The debate reeks of Donald Trump. The former German economics minister, Sigmar Gabriel, started it and his successor Brigitte Zypries is carrying on with it. She wants to protect German companies from hostile states, even though no one’s been calling for help. Ms. Zypries’ allies are, of all people, the French, who tend to nationalize everything they see, and the Italians, whose companies are up to their ears in debt.
The three governments have written a letter to European Union Trade Commissioner Cecilia Malmström. In it, they demand “intervention rights” if – as in the case of China – a company takeover is financed or subsidized by the government. Above all, if they are “systemically” going about it. Ms. Zypries wants to prevent this “sell-out of European expertise.” In the interest of the people in our country.
That sounds good in an election year. Although, as a rule, nothing tends to be sold dirt cheap at Germany’s expense as Ms.Zypries suggests. On the contrary, entrepreneurs freely decide to sell their know-how for good money – know-how they have developed together with their employees at great personal risk.
Delegating the matter to Brussels is the certain kiss of death.
Ms. Zypries claims she is looking at the big picture. In a sense, she wants to take German innovation hostage to force the nasty Chinese to finally open their markets – in line with the motto "together we are strong." A threatening posture isn’t such a bad idea, but it has to be pretty credible to impress Beijing. It would only work if it involves innovative products the Chinese can’t get anywhere else. Products that so far have hardly been sold in China and that foreseeably cannot be copied by the Chinese.

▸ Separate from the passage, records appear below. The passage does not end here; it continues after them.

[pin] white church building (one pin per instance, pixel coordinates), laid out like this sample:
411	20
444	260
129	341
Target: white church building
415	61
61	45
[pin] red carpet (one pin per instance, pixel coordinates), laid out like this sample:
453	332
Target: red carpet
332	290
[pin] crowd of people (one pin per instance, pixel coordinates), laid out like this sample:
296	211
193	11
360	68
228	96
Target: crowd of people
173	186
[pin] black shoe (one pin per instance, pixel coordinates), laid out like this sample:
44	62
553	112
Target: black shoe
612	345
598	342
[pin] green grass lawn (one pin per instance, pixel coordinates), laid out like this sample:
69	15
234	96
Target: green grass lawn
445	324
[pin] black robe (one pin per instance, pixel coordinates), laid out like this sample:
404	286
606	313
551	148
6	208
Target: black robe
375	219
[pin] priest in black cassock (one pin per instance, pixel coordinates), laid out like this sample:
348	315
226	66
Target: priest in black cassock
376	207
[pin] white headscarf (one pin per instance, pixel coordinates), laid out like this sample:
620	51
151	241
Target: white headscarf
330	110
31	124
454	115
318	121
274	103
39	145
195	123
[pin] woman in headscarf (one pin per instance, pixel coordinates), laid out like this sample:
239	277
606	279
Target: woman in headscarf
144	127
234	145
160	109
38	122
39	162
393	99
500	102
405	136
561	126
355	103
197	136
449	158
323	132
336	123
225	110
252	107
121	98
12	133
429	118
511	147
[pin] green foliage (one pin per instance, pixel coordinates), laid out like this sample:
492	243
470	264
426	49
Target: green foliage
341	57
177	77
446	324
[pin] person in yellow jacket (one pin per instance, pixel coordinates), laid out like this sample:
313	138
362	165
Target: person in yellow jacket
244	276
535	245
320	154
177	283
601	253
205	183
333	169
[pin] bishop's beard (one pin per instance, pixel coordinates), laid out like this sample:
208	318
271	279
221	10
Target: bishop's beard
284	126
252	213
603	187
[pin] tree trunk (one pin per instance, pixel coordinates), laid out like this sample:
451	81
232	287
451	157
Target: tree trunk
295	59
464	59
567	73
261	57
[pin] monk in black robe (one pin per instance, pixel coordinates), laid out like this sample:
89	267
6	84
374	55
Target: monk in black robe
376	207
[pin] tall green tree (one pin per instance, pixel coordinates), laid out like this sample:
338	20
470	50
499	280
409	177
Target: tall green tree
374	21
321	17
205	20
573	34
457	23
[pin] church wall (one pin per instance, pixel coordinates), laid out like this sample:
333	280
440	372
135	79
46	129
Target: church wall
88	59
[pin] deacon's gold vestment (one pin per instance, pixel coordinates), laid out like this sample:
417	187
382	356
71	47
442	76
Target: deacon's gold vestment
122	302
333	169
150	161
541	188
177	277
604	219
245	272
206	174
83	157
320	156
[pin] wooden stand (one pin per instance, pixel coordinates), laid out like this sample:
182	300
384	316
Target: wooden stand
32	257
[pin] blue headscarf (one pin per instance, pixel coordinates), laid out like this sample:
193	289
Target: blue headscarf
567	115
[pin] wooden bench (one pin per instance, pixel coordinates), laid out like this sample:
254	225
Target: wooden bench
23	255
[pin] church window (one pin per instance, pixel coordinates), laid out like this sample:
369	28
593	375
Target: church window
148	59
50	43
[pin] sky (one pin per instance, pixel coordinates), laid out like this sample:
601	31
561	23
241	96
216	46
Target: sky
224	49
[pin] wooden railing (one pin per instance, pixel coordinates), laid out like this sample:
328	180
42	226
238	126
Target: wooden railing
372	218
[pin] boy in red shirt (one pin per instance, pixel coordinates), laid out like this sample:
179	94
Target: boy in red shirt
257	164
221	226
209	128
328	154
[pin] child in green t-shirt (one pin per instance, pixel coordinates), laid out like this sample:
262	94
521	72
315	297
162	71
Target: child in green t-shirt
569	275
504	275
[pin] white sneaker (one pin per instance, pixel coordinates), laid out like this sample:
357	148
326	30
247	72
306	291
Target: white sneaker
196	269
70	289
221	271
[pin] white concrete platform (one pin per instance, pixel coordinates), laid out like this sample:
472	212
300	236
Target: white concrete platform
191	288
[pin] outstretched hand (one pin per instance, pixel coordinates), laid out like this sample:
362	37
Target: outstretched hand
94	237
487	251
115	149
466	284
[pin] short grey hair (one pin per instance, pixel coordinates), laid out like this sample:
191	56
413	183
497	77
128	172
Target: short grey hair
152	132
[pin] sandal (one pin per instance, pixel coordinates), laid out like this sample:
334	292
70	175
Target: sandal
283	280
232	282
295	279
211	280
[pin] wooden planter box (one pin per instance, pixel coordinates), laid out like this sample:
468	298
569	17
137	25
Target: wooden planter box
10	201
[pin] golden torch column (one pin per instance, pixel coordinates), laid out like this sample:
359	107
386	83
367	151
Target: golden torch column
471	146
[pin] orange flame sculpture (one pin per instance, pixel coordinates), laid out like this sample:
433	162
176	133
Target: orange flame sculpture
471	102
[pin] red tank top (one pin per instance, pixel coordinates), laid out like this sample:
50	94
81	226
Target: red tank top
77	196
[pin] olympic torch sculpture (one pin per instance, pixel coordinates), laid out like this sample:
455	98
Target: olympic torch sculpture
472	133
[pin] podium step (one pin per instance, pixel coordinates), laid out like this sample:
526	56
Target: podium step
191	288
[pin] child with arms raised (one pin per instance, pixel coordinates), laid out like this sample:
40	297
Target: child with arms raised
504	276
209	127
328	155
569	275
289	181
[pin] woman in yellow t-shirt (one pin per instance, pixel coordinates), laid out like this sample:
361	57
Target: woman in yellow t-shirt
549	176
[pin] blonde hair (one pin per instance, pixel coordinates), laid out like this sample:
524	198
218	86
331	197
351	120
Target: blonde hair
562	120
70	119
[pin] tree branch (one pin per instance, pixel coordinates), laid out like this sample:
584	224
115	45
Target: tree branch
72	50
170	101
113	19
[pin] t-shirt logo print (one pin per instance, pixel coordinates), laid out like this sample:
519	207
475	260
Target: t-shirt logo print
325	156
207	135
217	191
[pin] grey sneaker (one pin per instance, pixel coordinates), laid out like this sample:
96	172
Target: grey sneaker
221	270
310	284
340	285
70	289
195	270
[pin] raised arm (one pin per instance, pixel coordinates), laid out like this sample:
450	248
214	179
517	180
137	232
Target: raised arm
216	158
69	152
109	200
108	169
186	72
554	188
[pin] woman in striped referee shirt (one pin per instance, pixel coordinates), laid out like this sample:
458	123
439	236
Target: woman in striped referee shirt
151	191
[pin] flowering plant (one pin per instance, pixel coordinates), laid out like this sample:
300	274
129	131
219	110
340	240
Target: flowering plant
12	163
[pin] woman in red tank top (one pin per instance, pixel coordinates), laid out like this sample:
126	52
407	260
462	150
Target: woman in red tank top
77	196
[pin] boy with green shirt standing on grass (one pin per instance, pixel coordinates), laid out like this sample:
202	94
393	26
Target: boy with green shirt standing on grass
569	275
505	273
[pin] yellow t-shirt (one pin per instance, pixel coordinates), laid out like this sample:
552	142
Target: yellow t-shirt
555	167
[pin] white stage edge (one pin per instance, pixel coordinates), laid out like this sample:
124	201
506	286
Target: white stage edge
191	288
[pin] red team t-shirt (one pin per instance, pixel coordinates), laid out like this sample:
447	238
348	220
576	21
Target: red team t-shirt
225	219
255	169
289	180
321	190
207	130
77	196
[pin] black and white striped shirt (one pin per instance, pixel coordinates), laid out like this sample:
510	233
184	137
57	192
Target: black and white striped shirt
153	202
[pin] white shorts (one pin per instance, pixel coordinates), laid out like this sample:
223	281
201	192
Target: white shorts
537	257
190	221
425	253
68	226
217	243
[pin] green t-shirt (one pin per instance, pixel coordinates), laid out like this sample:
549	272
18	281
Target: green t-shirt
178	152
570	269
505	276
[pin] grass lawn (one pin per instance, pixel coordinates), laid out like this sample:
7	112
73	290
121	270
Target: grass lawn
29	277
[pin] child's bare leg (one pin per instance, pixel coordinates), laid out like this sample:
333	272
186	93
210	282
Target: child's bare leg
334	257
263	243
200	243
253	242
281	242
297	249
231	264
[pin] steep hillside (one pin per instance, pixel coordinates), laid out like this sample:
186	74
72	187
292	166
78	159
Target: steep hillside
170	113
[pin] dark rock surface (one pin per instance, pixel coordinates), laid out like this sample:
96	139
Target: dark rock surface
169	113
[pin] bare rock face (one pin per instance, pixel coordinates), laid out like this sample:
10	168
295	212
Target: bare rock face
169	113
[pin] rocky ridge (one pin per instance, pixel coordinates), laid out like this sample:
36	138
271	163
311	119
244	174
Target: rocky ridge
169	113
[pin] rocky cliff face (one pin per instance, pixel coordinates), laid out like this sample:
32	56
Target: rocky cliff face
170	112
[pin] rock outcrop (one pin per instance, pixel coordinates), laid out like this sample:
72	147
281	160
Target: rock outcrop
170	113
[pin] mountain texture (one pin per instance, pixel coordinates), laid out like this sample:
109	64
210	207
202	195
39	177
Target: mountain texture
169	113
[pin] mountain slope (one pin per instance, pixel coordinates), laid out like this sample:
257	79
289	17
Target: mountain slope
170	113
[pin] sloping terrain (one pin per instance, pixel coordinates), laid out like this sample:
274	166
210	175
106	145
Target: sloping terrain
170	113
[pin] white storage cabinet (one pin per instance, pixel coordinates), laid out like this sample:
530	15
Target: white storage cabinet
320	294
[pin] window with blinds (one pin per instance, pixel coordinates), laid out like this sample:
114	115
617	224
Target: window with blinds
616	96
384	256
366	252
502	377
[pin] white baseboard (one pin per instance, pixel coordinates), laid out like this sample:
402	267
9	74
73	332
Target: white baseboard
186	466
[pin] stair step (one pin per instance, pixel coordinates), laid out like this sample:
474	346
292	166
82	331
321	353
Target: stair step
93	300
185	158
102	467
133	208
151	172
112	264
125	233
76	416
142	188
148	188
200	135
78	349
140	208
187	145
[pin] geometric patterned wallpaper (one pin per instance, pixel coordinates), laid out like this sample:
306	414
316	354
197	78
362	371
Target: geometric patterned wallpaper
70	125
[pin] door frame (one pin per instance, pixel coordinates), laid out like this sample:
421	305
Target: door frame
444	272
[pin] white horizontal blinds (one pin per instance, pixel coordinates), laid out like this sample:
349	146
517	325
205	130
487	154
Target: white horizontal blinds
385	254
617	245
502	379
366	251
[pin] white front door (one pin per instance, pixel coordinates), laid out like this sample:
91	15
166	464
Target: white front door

Otherwise the Chinese will give us a demonstration of how the market economy works. Having been snubbed, they’ll order less from us, develop products faster themselves, buy from international competition, and dream up new rules of the game for German firms in China. The upshot will be less profits for our companies. That's bad for Germany.
The argument that selling firms means “the technology is then gone for good” doesn’t hold water either. First, the Chinese aren’t paying €300 million for 10 folders full of drawings but for a group of highly-specialized people. If the new owners aren’t nice to them, the technology transfer won’t happen. And second, even if the technology belongs to the Chinese, that can be good for Germany in the long run because it would throw open the gates to the Chinese market.
One thing was at least tactically shrewd of Ms. Zypries. Delegating the matter to Brussels is the certain kiss of death. The minister has now disposed of this nonsense. Very elegant. Let’s hope it was intentional.